INTERROGATORIO

Chilla como un cerdo cuando le acerco el destornillador al rojo vivo al estómago. La piel quemada sisea. Mientras Diego jadea y le resbalan grandes lágrimas por las mejillas, Alicia me habla. Ella también tiene los tobillos atados y las muñecas bien sujetas a la baranda de balé. Sabe que se acerca su turno de sentir el metal hirviendo y cree ingenuamente que se salvará diciéndome que me calme, que piense bien las cosas. No necesito calmarme. Lo que necesito es recuperar la caja con dos mil cartones de ácido de primera calidad. La voz me irrita. ¿Cree que disfruto lo que estoy haciendo? Giro hacia ella y le doy un fuerte golpe con el reverso de la mano. Ellos son los únicos con acceso al laboratorio. Si no aparecen las drogas, estoy jodido. Puedo imaginar los dedos sudorosos del gordo psicópata que siempre acompaña a Berón cerrándose en torno a mi garganta. Miro a mis dos socios y empiezo a perder la paciencia. ¿Es posible que hayan confabulado juntos? Tenso los músculos e intento razonar con Diego. Lo único que tiene que decirme es dónde están los ácidos. Sólo eso. Yo no soy un mafioso. No planeo matarlos una vez me digan lo que necesito saber. Si logro recuperar las drogas antes de la media noche, le entrego a Berón la caja y dejo esto para siempre. Me voy al campo algunos años a no saber de nada ni de nadie. Si no las recupero…

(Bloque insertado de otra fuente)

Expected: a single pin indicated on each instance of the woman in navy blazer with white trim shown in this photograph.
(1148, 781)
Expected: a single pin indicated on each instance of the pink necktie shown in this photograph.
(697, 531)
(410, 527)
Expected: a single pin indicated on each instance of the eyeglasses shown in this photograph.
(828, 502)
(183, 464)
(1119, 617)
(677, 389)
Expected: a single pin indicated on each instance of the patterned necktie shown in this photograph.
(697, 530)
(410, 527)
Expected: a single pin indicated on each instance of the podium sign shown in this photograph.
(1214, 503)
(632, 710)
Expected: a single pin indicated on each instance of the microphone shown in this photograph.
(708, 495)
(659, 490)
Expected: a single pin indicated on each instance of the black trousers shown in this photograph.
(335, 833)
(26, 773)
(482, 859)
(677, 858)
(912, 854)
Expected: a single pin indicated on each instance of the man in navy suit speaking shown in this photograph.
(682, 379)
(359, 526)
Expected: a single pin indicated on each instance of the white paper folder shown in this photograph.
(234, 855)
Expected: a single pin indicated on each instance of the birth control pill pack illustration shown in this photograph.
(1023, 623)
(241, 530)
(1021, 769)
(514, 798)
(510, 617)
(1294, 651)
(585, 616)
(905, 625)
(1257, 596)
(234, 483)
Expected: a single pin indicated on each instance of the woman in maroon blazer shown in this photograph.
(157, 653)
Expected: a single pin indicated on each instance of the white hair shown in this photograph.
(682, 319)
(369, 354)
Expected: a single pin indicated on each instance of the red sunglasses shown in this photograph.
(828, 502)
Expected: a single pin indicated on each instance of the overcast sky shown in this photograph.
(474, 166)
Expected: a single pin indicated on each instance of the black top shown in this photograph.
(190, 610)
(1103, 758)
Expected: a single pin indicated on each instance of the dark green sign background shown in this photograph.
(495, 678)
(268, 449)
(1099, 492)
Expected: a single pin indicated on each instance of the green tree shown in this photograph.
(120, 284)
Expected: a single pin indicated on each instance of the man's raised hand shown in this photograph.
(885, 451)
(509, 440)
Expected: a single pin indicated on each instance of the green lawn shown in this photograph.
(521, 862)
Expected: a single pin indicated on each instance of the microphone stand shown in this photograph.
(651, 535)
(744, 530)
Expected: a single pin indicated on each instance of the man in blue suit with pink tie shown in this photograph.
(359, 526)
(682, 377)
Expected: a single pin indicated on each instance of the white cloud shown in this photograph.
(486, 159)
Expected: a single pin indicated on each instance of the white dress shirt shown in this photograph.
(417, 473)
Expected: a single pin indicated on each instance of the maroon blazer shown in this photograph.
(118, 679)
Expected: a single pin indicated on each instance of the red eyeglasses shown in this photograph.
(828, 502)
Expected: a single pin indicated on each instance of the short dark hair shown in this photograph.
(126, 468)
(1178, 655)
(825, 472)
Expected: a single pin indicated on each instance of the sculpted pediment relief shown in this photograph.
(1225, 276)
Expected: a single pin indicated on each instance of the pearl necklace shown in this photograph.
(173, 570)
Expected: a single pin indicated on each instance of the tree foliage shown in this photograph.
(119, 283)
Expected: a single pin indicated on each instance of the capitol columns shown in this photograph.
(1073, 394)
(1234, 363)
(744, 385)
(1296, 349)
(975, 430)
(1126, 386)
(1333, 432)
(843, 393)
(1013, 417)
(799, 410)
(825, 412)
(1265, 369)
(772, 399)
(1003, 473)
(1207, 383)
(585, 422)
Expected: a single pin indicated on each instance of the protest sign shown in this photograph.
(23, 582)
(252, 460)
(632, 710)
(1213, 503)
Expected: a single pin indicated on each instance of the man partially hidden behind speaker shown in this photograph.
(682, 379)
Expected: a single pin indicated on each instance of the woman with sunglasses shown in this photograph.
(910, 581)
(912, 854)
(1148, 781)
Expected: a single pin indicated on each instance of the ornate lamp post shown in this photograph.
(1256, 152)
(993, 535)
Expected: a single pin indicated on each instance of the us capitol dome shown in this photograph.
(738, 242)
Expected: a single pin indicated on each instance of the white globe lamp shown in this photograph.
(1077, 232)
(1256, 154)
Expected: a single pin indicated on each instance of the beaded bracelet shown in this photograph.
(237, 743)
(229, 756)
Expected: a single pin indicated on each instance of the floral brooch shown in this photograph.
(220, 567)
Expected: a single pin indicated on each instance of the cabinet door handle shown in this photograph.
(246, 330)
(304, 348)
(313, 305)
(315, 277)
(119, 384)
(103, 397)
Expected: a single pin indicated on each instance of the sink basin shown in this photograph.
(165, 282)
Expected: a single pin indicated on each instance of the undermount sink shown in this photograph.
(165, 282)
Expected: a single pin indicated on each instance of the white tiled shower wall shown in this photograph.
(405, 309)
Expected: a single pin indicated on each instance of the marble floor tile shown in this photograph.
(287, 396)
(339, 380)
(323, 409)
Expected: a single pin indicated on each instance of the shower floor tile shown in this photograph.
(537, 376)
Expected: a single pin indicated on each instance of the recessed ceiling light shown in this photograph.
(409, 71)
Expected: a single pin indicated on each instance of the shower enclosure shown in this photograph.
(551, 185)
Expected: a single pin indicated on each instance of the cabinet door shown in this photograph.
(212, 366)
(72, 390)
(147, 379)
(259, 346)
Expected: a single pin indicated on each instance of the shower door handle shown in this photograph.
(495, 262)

Mi interés siempre fue consumir buen LSD. No más traficantes cobrando demasiado por malos productos. No más fiestas arruinadas por falsos ácidos. No más dependencia de terceros, ansiedad en épocas de escasez ni pruebas fallidas con productos de proveedores nuevos. Se requirió una inversión, pero no fue tan difícil conseguir e instalar las probetas, los vasos de precipitado, el tubo de destilación y los fogones. Conseguir los precursores y algunos de los químicos fue más difícil. Cuando les llevé mi tercera muestra potencialmente exitosa a los operarios del laboratorio, marcó LSD al 87%. Abrieron de par en par los ojos y me preguntaron dónde lo había conseguido. Mentí. Dije que se los había comprado a un holandés.

Organizamos una prueba: el mejor viaje de la vida. Espirales de colores, introspección, unidad con el cosmos, risa. Nada de temblores, paranoia ni sudor frío.

Los recuerdos me frustran. Intento calmarme. Fracaso. Lanzo el destornillador contra la pared. ¡¿Dónde están los ácidos?! Diego implora misericordia. Le doy un puntapié en el estómago. No puedo dejarlo suavizarme. Si me suavizo los ácidos nunca aparecerán y mis restos picados terminarán metidos en algún barril de disolvente. Bramo que fueron ellos los que volvieron todo un negocio. Es verdad.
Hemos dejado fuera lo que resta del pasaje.